The Logic behind Enforcing the Consultant Timesheet
A flexible work schedule gives consultants more time to dillydally. With the consultant timesheet, these wasted hours can be minimized significantly.
In the world of business,
there always comes a time when a company would choose to hire a consultant to check on the very operations and everything else that is keeping that particular company afloat. This means that the company hires someone outside of the company to go through their operations, as well as their policies and regulation, just to get an outside and more objective view on how things are going in the organization itself. But when it comes to multibillion-dollar corporations where there are just so many employees in the payroll all over the world, managing all the consultants in tow from one branch to another would virtually be impossible. Consultant time tracking then becomes a must, and this is futile without the use of the consultant timesheet.
In its most basic form, tracking actually refers to the activity of ensuring tasks and jobs are completed over the desired timeframe. More importantly, these jobs and tasks are archived accordingly for future perusal. Tracking is then a very efficient tool that can actually make the work of any employee easier because no longer would employees have to physically dispatch tasks, do inventory checks, and conduct employee performance analysis. The timesheet is a very handy tool when it comes to keeping track of your employees and all the activities they take upon each workday.

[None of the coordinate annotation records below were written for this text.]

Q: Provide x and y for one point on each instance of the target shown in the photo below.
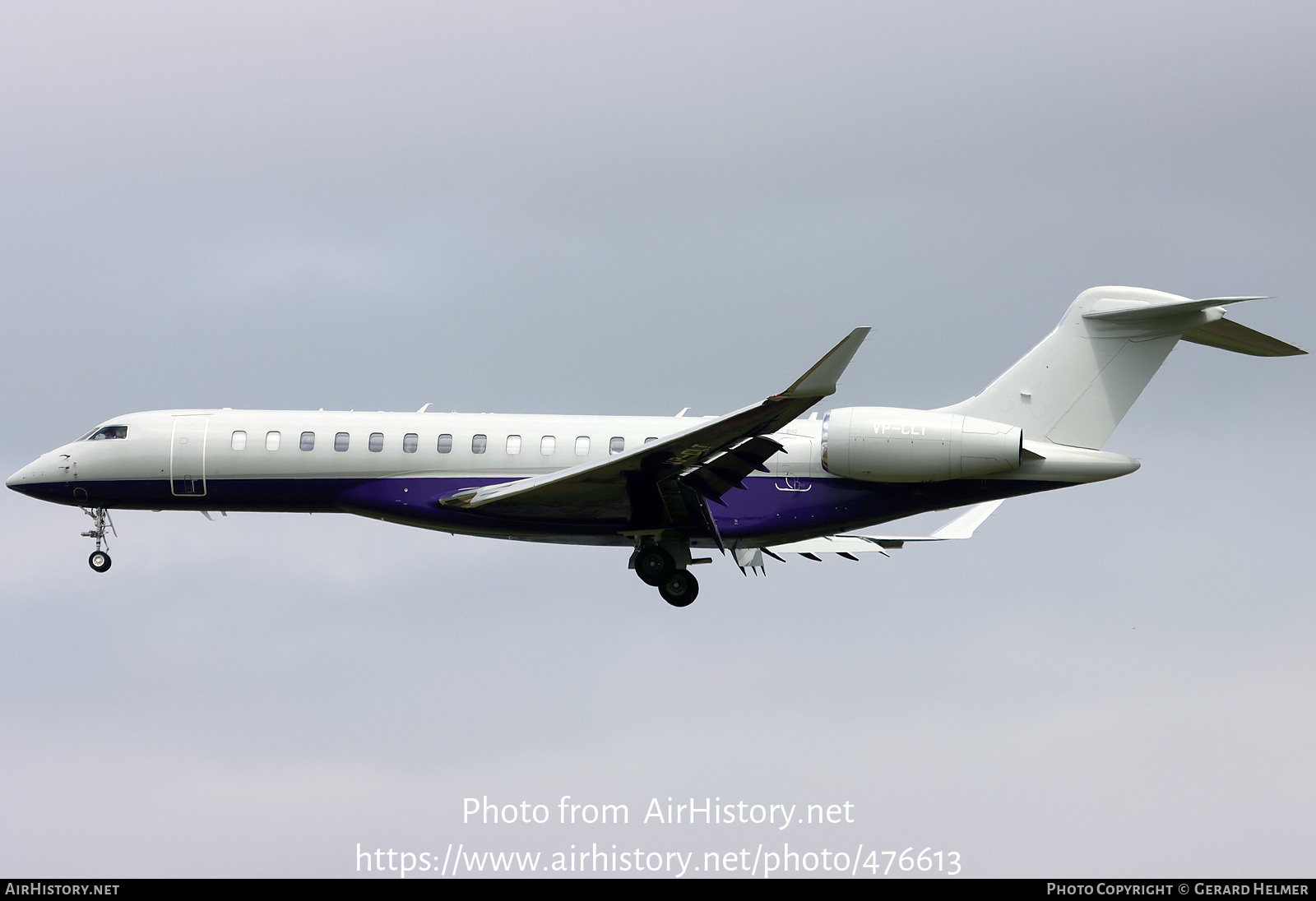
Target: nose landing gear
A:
(99, 559)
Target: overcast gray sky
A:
(632, 208)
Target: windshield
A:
(105, 433)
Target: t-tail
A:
(1078, 383)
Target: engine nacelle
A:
(887, 444)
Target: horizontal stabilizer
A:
(1160, 311)
(1228, 335)
(1077, 385)
(957, 529)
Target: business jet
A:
(756, 482)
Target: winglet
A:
(820, 381)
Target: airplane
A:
(756, 482)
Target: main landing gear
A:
(99, 559)
(658, 567)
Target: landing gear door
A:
(791, 470)
(188, 455)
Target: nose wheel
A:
(99, 559)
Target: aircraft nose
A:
(23, 479)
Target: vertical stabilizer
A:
(1079, 381)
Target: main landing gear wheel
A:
(679, 589)
(655, 565)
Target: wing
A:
(665, 483)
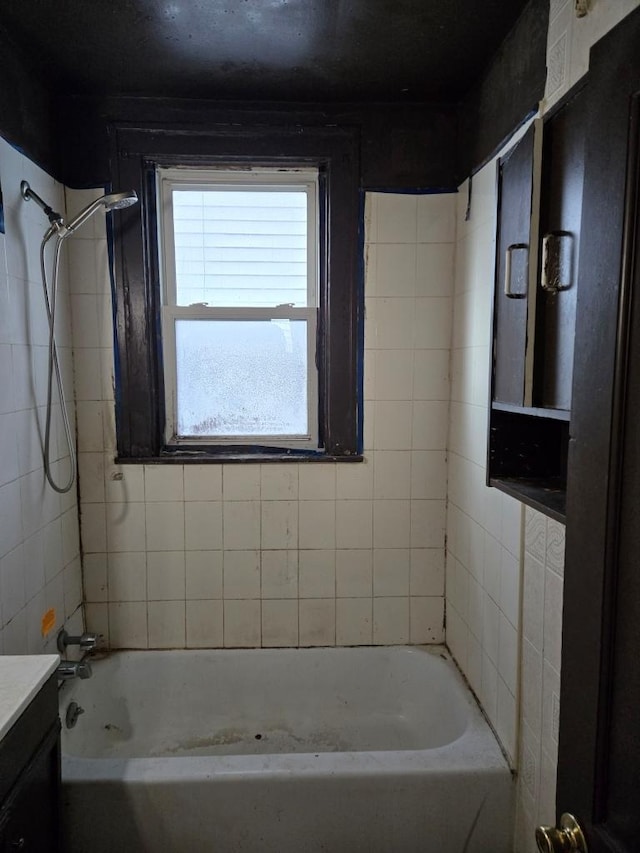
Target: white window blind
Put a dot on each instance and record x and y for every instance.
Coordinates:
(239, 305)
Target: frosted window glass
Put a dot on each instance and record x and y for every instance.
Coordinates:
(240, 247)
(241, 377)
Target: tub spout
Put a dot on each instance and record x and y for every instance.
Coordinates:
(73, 669)
(87, 642)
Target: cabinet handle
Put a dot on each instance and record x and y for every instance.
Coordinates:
(521, 292)
(557, 261)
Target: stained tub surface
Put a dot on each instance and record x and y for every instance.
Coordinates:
(289, 750)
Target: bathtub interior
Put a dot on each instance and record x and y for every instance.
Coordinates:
(262, 702)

In a regular 9-5 job, your employees would not really be productive all throughout. There would be 15-minute breaks and 1-hour lunch breaks. And then, there would be those times when your employees would spend idling, just whiling away. With the enforcement of a timesheet, all these unproductive minutes going to waste just might be minimized.
However, the same thing is not really as easy to implement when it comes to consultants. Simply put, these consultants are not really like your average employee on your payroll. They actually come from third-party services or companies that you hire for whatever purpose that you deem. In the setting of a caf9, for instance, a consultant might be hired to do weekly spot-checks on the overall performance of the caf9 – its operations, its food and beverages, as well as its employees. The consultant might be invited to drop by the caf9 at a stipulated time, say, around 9:00 Monday evenings so that he or she can see how the caf9 works at the given time. Good for you if the consultant is indeed prompt when it comes to the entailed duties and responsibilities.
The problem lies when the consultant himself becomes quite the delinquent, and this happens more often than you think. Naturally, you would expect the consultant to be the professional that he is supposed to be, right? How then would you deal with such delinquency? The consultant timesheet then becomes the handy tool here; after all, even if the he has flexible hours and he only reports once a week for just a few hours, he is still under your employ, so to speak. Thus, you are entitled to come up with ways and means to get your money’s worth. This timesheet is indeed one of the tools you can use to do just that.